The plots of the equations for \(V(x)\) and \(M(x)\) are shown below in Figure 8.5.2. These equations indicate that the shear force \(V(x)\) is constant \(P\) over the length of the beam and the moment \(M(x)\) is a linear function of the position of the cut, \(x\) starting at \(-PL\) at \(x=0\) and linearly increasing to zero at \(x=L\text{.}\) Note that the graphs are only valid from \(0 \le x \le L\text{,}\) so the curves outside this range is show as dotted lines. These two graphs are usually drawn stacked beneath the diagram of the beam and loading.
Shear diagram for the previous FBD. V(x)=P from x=0 to x=L.
(a) \(V(x)\) vs. \(x\)
Moment diagram for the previous FBD. M(x) starts at (0,-PL) and ends at (L,0).
(b) \(M(x)\) vs. \(x\)
Figure 8.5.2. Shear and Bending Moment Diagrams
The previous example was simple because only one FBD was necessary for any point on the beam, but many beams are more complex. Beams with multiple loads must be divided into loading segments between the points where loads are applied or where distributed loads begin or end.
Consider the simply supported beam \(AD\) with a uniformly distributed load \(w\) over the first segment from \(A\) to \(B\text{,}\) and two vertical loads \(B\) and \(C\text{.}\)
Simply supported beam AD of length 3 units with a uniformly distributed load w from A to B (1 unit length). Two vertical loads are at B and at C (1 unit to the right of B).
This beam has three loading segments so you must draw three free-body diagrams and analyze each segment independently. For each, make an imaginary cut through the segment, then draw a new free-body diagram of the portion to the left (or right) of the cut. Always assume that the exposed internal shear force and internal bending moment act in the positive direction according to the sign convention.
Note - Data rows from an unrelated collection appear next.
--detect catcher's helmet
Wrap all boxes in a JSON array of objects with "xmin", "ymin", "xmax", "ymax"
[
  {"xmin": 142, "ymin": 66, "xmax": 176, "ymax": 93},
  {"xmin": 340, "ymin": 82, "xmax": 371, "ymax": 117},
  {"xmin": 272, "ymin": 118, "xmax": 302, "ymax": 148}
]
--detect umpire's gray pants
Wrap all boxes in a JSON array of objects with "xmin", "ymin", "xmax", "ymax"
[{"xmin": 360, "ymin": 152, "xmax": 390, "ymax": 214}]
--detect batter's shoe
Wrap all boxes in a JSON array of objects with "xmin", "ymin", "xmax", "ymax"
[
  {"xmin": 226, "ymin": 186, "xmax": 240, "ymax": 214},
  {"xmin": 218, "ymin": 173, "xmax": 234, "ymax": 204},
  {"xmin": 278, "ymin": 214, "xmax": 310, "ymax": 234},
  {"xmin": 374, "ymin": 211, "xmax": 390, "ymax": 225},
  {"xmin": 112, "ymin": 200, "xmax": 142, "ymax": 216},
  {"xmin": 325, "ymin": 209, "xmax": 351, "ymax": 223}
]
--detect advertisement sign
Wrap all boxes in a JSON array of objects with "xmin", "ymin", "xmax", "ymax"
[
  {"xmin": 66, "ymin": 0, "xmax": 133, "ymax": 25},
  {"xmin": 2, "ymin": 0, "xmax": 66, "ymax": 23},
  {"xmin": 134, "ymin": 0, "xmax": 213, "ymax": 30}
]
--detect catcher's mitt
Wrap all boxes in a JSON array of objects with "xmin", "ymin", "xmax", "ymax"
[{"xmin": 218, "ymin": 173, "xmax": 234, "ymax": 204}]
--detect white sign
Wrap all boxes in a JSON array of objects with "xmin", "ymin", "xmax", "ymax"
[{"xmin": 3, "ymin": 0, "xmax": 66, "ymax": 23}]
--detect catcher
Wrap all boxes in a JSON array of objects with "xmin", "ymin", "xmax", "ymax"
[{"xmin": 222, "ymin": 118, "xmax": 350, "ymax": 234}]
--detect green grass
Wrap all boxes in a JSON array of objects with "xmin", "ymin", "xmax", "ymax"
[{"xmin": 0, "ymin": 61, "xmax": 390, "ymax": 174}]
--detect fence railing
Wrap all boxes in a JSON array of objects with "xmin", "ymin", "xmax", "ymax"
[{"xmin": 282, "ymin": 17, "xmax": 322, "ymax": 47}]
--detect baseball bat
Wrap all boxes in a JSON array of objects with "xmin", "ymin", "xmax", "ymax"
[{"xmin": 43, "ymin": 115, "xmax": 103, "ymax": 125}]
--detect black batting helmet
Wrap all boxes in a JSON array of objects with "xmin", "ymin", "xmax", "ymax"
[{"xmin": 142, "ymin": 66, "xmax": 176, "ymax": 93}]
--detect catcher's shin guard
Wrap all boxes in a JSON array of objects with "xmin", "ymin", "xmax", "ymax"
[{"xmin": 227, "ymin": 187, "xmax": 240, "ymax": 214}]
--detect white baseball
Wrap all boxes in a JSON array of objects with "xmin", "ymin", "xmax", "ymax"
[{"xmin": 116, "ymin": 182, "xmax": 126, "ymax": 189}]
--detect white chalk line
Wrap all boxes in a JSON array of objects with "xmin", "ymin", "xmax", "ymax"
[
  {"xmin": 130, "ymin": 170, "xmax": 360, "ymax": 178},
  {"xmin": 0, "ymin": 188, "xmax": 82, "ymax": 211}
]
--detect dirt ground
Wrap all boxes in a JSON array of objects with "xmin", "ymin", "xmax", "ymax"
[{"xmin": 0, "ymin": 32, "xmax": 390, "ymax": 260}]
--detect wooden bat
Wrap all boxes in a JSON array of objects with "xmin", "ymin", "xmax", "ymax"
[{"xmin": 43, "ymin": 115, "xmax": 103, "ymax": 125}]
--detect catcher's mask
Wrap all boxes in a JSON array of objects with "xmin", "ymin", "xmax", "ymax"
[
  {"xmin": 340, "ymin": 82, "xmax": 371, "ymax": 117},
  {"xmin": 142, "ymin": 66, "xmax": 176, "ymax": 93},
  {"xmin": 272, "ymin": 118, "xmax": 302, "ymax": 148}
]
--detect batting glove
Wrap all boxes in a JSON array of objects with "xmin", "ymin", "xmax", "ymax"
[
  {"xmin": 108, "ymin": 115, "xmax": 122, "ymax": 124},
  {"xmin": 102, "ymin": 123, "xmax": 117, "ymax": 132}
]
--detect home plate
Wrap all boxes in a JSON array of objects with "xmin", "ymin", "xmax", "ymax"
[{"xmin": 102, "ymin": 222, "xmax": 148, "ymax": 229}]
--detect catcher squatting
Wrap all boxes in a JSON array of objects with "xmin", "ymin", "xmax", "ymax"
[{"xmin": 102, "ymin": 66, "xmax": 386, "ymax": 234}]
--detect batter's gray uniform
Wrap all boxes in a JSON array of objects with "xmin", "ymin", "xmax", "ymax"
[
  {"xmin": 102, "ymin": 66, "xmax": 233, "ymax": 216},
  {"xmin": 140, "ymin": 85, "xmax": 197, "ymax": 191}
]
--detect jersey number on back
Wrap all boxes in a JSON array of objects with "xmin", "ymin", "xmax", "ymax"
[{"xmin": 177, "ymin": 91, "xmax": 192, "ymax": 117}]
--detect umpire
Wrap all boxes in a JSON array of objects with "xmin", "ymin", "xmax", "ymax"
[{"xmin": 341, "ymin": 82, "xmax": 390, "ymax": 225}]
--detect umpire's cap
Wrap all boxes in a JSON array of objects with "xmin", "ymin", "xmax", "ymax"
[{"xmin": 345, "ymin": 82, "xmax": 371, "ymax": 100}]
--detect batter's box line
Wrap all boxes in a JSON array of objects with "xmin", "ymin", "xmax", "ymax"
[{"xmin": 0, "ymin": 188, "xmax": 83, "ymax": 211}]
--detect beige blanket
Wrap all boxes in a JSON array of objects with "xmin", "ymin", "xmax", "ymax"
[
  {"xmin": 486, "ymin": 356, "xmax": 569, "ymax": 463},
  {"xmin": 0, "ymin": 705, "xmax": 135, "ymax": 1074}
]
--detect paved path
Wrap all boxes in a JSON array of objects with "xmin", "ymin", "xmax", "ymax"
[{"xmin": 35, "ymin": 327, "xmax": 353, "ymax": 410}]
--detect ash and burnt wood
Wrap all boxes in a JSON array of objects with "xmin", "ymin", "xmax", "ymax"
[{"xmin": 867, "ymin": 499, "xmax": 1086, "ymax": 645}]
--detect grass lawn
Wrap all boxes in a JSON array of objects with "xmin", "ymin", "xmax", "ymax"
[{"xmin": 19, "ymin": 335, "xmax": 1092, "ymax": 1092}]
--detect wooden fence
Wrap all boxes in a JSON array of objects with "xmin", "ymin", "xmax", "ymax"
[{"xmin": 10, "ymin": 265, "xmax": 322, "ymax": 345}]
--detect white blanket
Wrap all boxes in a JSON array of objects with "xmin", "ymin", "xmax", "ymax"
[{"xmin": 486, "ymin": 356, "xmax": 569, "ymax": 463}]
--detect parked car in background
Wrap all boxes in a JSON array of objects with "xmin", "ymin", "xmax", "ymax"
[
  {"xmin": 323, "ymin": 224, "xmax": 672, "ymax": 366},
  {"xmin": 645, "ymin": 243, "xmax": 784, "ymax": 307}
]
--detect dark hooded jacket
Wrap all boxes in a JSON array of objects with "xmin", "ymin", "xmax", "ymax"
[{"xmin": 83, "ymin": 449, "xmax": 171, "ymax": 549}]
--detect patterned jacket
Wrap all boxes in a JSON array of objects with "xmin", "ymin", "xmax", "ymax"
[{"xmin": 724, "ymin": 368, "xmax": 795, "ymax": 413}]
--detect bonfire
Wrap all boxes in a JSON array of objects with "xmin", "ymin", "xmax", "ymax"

FBD of the simply supported beam to determine V(x) and M(x) for 0 less than x less than 1.
(a) \(0 \lt x \lt 1\)
FBD of the simply supported beam to determine V(x) and M(x) for 1 less than x less than 2.
(b) \(1 \lt x \lt 2\)
FBD of the simply supported beam to determine V(x) and M(x) for 2 less than x less than 3.
(c) \(2 \lt x \lt 3 \)
Figure 8.5.3.
After the equilibrium equations are applied to each segment, the resulting equations \(V(x)\) and \(M(x)\) from each segment are joined to plot the shear and moment diagrams. These diagrams help us visualize the values of \(V\) and \(M\) throughout the beam.